Montana was the next stop that deepened my relationship with wilderness.On the hunt to photograph old mining towns,I was placed out of my comfort zones in many wilderness spots. Since then I have seen Tahoe, the Sierras, and now Yosemite and I want to see and be a part of more.I can understand how it slowly grew on you Bill because I feel it happening to me. I'm not an activist by any means but maybe that is an avenue my photography might take me. Like my favorite photographer Ansel Adams who photographed wilderness beauty then became an activist, I feel the passion for my subject growing and am interested in hearing about your journey and how it lead you to where you are today.

Wayne said...

You ask "How, if at all, has wilderness – or a specific wilderness experience – changed your life? (Or more generally, wild nature.)"


I realize that as time goes by I think less often about a wilderness experience that indeed changed my life. Your question here Bill brings me back to it. You know most of this already but here it is again, for the record….

A long, long time ago, my lovely partner and I left the east coast of the US, bound for residency in Washington State, with a little Alaskan canoe trip in between. The canoe trip journal begins, “Monday, June 19, 6:10pm Bering Standard Time.

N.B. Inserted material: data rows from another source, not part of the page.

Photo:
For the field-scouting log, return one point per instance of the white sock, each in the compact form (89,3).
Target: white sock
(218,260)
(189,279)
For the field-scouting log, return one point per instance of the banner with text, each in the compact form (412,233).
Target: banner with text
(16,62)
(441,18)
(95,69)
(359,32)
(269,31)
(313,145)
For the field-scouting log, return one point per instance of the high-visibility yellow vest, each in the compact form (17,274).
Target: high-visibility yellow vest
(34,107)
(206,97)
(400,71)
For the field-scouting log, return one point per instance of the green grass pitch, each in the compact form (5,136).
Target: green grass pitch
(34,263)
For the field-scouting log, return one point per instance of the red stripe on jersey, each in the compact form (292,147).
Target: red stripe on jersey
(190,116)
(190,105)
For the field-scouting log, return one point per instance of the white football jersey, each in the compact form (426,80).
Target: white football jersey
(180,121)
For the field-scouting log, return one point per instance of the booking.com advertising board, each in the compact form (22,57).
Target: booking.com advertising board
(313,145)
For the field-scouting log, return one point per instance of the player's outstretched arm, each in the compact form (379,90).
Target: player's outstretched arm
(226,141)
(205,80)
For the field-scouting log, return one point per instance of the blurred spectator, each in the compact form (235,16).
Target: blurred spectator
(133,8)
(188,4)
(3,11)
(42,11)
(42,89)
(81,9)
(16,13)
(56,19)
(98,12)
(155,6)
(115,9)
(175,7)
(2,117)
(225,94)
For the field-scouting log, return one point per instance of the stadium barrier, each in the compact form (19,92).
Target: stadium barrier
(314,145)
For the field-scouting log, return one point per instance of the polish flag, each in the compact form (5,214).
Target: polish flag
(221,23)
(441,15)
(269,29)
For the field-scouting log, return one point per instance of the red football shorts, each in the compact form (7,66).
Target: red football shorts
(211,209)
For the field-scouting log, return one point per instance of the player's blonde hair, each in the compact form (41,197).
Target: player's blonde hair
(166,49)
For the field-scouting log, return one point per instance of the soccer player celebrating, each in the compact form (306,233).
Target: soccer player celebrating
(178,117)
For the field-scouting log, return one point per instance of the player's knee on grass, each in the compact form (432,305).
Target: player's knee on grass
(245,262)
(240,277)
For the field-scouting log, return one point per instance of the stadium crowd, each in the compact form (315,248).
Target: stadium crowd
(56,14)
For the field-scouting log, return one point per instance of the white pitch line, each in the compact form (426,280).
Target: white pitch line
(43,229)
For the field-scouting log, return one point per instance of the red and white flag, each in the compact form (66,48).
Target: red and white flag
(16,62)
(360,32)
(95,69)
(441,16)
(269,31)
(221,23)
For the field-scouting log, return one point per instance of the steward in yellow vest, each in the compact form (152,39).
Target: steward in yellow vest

Seated now on Nimiuk Point, fire burning, sun shining, breeze blowing. We have been two days out in the canoe but this has been the first chance to write.”

The whole story is longer than the canoe trip itself but on August 6, the day before the trip was completed, the journal says, “This trip is close to being finished. Although it was a bitch at times, it was the best trip and summer of my life, the arctic Alaskan wilderness is beautiful and I will return.”

We never repeated that exact trip but we did return to the arctic many times. And, largely as a result of that first trip, we decided to remain in Alaska. With many good, and a few bad, consequences that decision was based on wilderness. Not having to constantly be in it, but knowing it is there and just being close to it, in one way or another. And maybe sneaking back into it from time to time.

Thanks Bill.

Bill Sherwonit said...

Nikki –
Thanks for sharing aspects of your own journey. As you suggest, photography may be what leads you deeper into both wilderness and activism. I’d say, follow your instincts (and passion), heed your calling. All best wishes as you move along your path.

Wayne,
And what a wilderness adventure it was, that “little Alaskan canoe trip” you and Marilyn pulled off, far beyond what I’ve ever attempted. I can’t even imagine carrying a canoe across a high mountain pass, as you had to do to complete your remarkable – and remarkably ambitious -- river trip through the Brooks Range and neighboring lowlands. Apparently neither one of us suspected (how could we?) that our first summers in the Arctic wilderness would put us on a path to making Alaska home. So here we are and now our paths have crossed and overlapped and we’ve become good friends with a shared passion for wilderness and, perhaps more importantly, wildness in its many forms.